I love my Savior. It’s that simple really. And I feel like when I try my best and try so hard to do what’s right, I’m thanking Him somehow. I only hope He knows it.

I love this Gospel. I know it’s true. And I know living it makes me happy. That’s what I know. And I say these (hopefully cliché-free things) in the name of Jesus Christ…amen.

p.s. My professor's favorite phrase, "We'd like the thank the Aaronic Priesthood for the reverent manner in which they passed the sacrament." In his words, "I can't tell you how many times I purposely omitted this phrase as a bishop and people would come up to me afterwards and say...'You forgot to thank the Aaronic Priesthood!' You'd think it was the capstone to the sacrament prayers. Do you really think the Aaronic Priesthood really feels thanked when they hear this same phrase every. single. week.? That's like the girl who comes up to you every day saying she likes your blouse. After awhile you stop listening because the comment's lost its sincerity." I never thought of it that way...made me giggle :)

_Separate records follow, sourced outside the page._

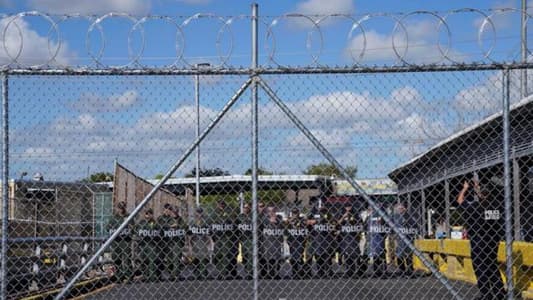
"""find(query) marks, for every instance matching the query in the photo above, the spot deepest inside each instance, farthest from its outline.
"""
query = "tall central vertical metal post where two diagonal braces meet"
(255, 132)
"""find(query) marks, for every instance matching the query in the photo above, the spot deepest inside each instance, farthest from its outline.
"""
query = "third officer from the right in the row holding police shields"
(351, 228)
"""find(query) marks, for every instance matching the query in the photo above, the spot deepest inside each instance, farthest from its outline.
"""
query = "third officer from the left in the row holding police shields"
(174, 231)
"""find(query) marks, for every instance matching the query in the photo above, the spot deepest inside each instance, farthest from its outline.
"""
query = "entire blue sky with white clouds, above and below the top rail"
(69, 126)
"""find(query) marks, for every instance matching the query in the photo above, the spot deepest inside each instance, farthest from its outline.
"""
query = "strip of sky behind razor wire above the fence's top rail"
(198, 39)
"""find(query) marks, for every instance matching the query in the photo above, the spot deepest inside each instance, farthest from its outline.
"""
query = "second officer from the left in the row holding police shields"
(149, 234)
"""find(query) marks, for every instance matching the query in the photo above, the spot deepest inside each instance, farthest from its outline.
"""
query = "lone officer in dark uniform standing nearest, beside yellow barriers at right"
(483, 218)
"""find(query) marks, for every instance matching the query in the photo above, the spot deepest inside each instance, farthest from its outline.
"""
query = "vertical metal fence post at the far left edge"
(5, 185)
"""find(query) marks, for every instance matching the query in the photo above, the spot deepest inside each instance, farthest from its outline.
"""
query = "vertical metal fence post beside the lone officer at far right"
(507, 185)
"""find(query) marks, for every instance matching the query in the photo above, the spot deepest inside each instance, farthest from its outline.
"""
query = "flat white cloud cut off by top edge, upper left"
(91, 7)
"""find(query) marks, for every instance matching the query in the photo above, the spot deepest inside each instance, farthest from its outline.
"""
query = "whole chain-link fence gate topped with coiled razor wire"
(207, 182)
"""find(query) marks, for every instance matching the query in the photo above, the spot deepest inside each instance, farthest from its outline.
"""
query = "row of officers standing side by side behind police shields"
(211, 244)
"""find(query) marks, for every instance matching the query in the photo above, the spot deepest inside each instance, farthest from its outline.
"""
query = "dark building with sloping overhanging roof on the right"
(430, 181)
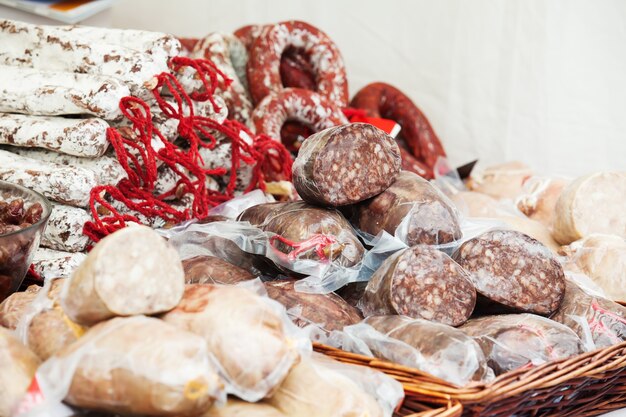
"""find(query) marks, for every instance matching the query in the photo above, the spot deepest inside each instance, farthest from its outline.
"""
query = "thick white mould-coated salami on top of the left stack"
(79, 51)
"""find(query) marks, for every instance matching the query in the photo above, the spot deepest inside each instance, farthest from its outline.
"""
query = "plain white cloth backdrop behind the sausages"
(539, 81)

  1. Beautiful Chelsey...what a great assignment. Makes you stop and REALLY listen, OR think before you speak. Your professor sounds great!
    Loved your "testimony". Once again, I think you should write that book! I'm just sayin' (one more cliche'?). Love you. Thanks for sharing. Have a great Wednesday.

  2. Great post Chelsey, I loved it!

  3. Chelsey,
    Thank you so much for your sweet shout out on my blog...it was so good to hear from you!!! And I've spent the past evening perusing through your current events.
    A. You are stunningly beautiful...seriously. You look so happy and fresh and MARRIED! And speaking of avoiding cliche (on a shallow level)...I LOVE your wedding dress. Completely original and lovely. You and your hubby are bona-fide hotties.
    B. Loved this post. So so true! I think that is why I love it most when a new convert gets up and speaks or says a prayer. It's raw and genuine and really wakes you up. Just last week in R.S. a newer member of the church was talking about her time serving in Primary and how great and inspiring the children were, but also candidly/innocently included that serving in Primary can be a "a black hole" at times too. I about died laughing, especially seeing some of the other women uncomfortably shift from side to side...it was different from the usual "those precious children teach me more than I could ever hope to teach them" sort of commentary.
    C. I don't always leave comments. But when I do, you get a novel. Sorry.